I am a software engineer trying to understand how judges make decisions in lawsuits. In computer and other sciences there is a concept of deterministic system:
In mathematics and physics, a deterministic system is a system in which no randomness is involved in the development of future states of the system. A deterministic model will thus always produce the same output from a given starting condition or initial state.
In lay terms this simply means that if the system is being fed the same input again and again it will generate exactly the same output each time.
If applied to legal system:
- Each judge would be a sub-system that builds the whole US legal system
- Evidence provided to the judge under lawsuit would be one kind of the input
- Ruling made by the judge would be the the output of the lawsuit
- Lawsuit would be a test to see how legal system reacts on particular input
Here are my questions (if you feel comfortable answering only some of these questions I would still appreciate it):
How deterministic is the US legal system? Can you provide examples of popular lawsuit instances that were almost the same but resulted in very different outcome?

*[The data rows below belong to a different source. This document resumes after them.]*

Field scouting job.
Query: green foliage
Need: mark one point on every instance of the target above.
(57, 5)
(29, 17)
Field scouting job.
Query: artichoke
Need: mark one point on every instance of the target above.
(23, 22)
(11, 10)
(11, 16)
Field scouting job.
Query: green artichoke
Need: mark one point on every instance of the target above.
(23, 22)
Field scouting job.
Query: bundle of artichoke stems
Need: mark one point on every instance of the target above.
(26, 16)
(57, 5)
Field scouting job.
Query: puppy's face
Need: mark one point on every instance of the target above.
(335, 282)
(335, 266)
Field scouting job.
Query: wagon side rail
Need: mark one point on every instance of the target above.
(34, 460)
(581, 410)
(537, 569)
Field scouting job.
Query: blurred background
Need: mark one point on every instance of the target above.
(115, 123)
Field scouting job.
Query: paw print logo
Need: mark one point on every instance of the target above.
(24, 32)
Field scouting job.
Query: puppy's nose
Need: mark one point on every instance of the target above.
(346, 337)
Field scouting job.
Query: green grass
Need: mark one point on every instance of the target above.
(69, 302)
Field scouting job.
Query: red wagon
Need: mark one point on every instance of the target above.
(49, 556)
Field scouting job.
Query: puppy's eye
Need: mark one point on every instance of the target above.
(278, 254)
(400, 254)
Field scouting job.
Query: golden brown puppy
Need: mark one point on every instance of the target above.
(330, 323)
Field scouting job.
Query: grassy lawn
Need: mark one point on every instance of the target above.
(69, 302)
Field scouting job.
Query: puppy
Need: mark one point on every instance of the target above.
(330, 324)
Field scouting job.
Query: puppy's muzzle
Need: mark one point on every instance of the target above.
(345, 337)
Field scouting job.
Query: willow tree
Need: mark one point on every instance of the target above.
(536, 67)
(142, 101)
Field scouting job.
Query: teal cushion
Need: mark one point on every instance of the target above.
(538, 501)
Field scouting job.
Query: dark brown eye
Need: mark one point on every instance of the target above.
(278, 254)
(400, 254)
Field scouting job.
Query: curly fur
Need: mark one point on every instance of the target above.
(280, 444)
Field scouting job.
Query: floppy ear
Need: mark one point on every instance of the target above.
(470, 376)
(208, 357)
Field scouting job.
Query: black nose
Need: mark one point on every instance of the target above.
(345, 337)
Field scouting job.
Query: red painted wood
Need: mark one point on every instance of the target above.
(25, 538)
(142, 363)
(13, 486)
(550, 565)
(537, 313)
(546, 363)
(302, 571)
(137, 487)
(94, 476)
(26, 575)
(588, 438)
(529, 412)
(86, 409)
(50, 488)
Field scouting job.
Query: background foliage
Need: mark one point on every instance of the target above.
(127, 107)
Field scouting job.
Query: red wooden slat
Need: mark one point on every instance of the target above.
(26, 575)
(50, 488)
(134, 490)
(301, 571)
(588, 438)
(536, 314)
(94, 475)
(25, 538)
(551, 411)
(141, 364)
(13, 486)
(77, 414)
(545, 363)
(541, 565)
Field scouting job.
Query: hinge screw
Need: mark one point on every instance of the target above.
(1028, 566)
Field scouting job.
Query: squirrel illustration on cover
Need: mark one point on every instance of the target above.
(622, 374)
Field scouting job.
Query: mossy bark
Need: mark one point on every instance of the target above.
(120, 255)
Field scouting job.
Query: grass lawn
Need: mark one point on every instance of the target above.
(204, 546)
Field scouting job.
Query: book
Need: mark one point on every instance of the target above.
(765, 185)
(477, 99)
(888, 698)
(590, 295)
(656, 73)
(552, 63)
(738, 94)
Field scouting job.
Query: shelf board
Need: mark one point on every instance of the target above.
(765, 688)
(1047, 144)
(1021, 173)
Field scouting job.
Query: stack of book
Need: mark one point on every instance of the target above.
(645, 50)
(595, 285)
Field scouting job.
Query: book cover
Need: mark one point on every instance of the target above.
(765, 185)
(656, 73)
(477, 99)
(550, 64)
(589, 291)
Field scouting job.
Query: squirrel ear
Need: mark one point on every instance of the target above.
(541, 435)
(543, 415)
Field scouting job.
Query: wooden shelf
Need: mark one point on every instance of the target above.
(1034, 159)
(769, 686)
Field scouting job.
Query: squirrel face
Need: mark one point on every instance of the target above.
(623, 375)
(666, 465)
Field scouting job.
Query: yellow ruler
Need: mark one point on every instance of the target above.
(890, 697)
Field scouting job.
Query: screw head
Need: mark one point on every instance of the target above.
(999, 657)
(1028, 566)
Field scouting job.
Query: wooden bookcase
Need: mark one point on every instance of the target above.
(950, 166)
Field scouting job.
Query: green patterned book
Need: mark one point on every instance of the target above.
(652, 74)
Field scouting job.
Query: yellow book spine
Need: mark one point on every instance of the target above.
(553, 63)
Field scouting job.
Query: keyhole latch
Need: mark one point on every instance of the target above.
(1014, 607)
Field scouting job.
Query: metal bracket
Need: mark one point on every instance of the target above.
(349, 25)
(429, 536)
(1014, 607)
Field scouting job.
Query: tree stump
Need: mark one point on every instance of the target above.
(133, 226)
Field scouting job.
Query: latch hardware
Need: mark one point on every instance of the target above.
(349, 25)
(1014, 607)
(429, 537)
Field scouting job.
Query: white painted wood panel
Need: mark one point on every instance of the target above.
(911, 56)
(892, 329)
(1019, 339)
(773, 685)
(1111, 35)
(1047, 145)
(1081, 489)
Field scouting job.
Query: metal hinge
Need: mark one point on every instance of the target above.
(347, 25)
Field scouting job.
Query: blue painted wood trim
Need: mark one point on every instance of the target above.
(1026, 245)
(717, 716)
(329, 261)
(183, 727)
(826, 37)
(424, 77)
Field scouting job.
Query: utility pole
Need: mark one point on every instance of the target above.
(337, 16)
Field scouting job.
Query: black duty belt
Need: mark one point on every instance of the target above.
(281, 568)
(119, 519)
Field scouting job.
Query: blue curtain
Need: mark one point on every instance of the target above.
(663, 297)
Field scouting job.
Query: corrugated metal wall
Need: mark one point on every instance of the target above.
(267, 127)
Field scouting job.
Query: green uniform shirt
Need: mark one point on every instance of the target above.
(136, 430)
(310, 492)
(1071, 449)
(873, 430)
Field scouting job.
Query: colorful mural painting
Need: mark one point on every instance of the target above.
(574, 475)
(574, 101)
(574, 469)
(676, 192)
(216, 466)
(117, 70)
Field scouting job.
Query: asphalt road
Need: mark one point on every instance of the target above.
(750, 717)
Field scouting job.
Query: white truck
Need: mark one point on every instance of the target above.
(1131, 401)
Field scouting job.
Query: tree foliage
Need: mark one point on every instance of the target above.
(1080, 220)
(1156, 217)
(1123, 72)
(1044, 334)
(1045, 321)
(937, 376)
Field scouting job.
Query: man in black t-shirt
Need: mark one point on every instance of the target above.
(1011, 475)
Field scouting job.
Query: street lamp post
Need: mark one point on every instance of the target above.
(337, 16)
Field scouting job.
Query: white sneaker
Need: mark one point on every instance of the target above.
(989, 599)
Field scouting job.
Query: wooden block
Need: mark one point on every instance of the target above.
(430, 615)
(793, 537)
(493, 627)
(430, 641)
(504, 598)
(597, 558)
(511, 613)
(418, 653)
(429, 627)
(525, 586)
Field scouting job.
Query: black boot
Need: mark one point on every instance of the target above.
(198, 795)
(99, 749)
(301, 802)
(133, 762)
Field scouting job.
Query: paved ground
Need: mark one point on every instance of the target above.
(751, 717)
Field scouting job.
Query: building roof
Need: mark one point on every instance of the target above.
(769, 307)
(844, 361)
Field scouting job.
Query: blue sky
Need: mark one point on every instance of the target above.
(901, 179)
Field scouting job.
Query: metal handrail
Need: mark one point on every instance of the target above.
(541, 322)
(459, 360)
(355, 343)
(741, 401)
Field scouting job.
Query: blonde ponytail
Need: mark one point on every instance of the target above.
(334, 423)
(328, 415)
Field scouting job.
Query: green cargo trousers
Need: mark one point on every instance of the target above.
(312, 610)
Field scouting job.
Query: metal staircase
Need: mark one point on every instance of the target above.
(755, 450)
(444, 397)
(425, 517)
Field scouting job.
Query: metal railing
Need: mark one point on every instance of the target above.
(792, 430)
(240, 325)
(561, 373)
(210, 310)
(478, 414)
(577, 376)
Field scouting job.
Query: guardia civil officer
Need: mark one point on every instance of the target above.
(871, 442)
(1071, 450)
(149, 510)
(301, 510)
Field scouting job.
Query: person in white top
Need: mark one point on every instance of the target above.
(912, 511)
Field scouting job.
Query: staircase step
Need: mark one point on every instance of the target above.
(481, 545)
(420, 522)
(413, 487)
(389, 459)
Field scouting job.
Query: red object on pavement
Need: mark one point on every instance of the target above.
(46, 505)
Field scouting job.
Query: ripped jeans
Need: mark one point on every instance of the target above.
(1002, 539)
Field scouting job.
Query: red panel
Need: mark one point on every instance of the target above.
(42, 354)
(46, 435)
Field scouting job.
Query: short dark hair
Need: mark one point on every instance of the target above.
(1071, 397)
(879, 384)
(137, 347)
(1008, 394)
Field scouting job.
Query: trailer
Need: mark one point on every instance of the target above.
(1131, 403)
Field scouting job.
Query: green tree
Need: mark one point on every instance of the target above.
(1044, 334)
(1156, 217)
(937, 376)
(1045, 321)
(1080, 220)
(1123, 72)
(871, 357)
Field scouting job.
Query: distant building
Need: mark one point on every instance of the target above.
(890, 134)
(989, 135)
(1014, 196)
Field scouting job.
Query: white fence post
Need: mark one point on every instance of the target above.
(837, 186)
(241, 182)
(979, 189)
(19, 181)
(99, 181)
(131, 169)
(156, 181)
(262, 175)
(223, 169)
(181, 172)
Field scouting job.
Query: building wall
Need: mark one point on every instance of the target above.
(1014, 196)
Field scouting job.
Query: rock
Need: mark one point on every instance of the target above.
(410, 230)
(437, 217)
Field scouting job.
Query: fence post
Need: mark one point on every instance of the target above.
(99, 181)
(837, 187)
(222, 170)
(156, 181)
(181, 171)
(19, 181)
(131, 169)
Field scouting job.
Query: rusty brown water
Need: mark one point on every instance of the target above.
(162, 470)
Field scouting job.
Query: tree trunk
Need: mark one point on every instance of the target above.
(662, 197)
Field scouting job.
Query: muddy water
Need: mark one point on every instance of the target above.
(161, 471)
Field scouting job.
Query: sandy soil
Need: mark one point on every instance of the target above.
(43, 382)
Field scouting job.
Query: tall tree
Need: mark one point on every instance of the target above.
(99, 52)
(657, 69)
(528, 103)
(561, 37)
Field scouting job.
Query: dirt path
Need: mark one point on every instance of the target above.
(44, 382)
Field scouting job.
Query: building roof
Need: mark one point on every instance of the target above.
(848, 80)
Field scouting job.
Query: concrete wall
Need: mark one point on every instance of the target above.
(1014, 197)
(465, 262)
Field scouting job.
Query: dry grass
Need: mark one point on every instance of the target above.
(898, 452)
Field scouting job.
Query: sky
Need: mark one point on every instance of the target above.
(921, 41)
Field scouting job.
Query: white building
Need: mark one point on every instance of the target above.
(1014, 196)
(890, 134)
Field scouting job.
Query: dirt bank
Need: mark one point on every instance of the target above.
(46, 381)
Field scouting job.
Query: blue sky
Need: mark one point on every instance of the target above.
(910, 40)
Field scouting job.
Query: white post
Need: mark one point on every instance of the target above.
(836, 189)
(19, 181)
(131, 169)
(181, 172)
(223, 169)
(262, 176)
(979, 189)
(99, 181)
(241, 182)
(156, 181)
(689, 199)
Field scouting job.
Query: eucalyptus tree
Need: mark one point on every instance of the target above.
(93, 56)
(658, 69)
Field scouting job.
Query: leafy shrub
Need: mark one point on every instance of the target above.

If you are familiar with the steps that lawsuit has to go through in the US legal system, then what are these steps (e.g. assigning a random judge to a lawsuit; same judge unpredictably deciding what is and what isn't convincing evidence to him; same judge deciding how much of punishment to give for each violation under same circumstances ...). How much unpredictability does each step introduce and what is the typical source of that unpredictability?
What are efforts to make the legal system more deterministic (e.g., let computers to contribute to ruling, precedent-court ...)? Are persons involved in the judicial system concerned about this problem, and does it have a term in the legal world?
Also, I understand that this question is quite general and does not specify some of the variables that could affect answers (e.g. country or state, type of lawsuit). You can chose how to answer it.